I'm wondering if it's possible to make such thing; I already managed to get the search field blank with EventListener, but I don't have a clue about making the script discern whether the user put the cursor on the field or not.

I'd prefer not using JQuery but it's ok also with it. Any idea would be greatly accepted. Thanks.

2

There are 2 answers

0
D. Walsh On BEST ANSWER

In that case, the program needs to retain state. I'd do it like this...

http://jsbin.com/hopicucuyi/edit?js,console,output

<input type="text" id="sfield" placeholder="Write something" data-validated = "false">
<button id="search">Search!</button>

<script>
   const inputField = document.getElementById('sfield');
const searchButton = document.getElementById('search');

inputField.onfocus = () => {
    inputField.setAttribute("data-validated", "true") 
}
searchButton.onclick = () => {
    const isValidated = inputField.getAttribute("data-validated");
    console.log('Is Validated: ' + isValidated);
}
</script>
0
webDOMinator On

Generally neither of these solutions will stop a bot that uses a browser (which is a bot that runs javascript). There is no 100% solution, but there are stronger solutions than checking if something has focus or not. Remember the javascript environment is completely controllable from the browser side of things. For instance, all I would have to do to get past your security is change the state of the input in question to data-validated="true" and your security falls apart.

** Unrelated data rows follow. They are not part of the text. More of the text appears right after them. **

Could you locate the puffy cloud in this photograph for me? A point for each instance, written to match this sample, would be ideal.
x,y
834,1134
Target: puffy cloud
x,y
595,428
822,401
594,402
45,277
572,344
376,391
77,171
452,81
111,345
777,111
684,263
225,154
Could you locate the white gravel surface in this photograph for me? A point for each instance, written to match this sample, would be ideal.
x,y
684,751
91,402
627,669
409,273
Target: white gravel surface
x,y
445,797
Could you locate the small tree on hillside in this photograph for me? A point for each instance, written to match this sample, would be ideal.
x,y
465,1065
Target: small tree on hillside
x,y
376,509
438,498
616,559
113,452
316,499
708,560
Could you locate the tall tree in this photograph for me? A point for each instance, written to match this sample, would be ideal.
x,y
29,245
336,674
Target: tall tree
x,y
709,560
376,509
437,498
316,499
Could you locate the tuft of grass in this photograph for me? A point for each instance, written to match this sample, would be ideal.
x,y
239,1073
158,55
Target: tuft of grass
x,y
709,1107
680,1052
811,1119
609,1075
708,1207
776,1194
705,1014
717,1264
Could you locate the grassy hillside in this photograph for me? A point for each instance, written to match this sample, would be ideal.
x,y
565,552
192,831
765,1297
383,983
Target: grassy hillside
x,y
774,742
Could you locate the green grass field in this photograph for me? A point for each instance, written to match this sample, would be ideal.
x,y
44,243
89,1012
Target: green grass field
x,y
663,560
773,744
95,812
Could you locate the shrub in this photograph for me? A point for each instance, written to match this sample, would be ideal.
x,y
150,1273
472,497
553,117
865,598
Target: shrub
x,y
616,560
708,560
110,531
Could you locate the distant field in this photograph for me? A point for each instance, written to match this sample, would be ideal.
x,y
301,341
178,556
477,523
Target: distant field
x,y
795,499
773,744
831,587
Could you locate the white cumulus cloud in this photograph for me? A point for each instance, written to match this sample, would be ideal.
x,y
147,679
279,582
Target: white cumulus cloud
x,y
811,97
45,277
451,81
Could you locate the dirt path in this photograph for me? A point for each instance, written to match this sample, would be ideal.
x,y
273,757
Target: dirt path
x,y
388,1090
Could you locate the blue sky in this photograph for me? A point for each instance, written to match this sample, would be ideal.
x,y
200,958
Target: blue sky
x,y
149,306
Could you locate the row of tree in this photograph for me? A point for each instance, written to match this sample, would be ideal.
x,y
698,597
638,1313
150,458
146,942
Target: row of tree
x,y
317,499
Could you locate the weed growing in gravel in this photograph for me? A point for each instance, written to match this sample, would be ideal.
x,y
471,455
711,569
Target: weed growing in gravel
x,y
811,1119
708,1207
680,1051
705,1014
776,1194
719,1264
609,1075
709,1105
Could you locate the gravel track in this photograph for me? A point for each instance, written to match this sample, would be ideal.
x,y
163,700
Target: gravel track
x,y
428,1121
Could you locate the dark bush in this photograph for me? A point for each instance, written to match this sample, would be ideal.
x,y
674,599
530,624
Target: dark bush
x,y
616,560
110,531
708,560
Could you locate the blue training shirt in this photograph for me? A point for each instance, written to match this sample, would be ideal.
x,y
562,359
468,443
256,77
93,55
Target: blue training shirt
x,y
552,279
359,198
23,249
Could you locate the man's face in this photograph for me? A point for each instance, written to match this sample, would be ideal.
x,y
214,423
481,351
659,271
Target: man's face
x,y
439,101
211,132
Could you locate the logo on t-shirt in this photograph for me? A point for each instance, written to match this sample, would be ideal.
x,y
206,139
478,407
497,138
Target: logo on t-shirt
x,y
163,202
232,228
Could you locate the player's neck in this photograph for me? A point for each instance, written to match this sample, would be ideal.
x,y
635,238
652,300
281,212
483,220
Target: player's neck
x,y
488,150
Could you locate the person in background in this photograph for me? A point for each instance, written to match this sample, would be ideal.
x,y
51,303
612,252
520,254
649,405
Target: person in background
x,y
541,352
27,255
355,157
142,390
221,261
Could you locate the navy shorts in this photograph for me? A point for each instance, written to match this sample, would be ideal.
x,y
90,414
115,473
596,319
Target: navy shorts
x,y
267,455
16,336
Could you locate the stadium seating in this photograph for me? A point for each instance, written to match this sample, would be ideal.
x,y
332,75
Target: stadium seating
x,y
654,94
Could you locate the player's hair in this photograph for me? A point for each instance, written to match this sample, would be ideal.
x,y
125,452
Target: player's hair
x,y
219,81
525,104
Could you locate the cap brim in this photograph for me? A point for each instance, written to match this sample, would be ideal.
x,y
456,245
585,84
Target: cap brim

However, the browser vendors have taken this possibility into account and provide you with a little-known solution. Look at the event data coming from a mouse click or a keystroke. This event data can be generated. It used to be easier in the older browsers to spoof an event just by using new Event(), but now modern browsers use specific events for keyboard and mouse. The part that makes spoofing these very hard is that in the event there are properties that are read-only. More specifically there is an event property called "trusted" that cannot be set by javascript. If you spoof a MouseEvent or KeyboardEvent, the "trusted" property is set to false, but if you use the actual mouse or keyboard "trusted" is set to true.

Info on the isTrusted property here: https://developer.mozilla.org/en-US/docs/Web/API/Event/isTrusted

Note: this is also not 100% as the bot can run a keyboard/mouse macro that creates genuine "trusted" events. However, it does make the system much harder to crack as many people dont know about this security trick, and most bots will not have mouse/keyboard control built in. If you encounter a bot that uses mouse/keyboard, you've reduced the security playing-field and further analysis of the events and interface usage can take place.

If you combine this method with other methods like browser fingerprinting etc. it makes your overall anti-bot security that much stronger and discourages many more possible bots.

Edit: Don't just use this method and others, obfuscate your code so that any attacker will have to take the time to deobfuscate and wade through a bunch of poorly labeled functions and encrypted strings if they want to see how your security works.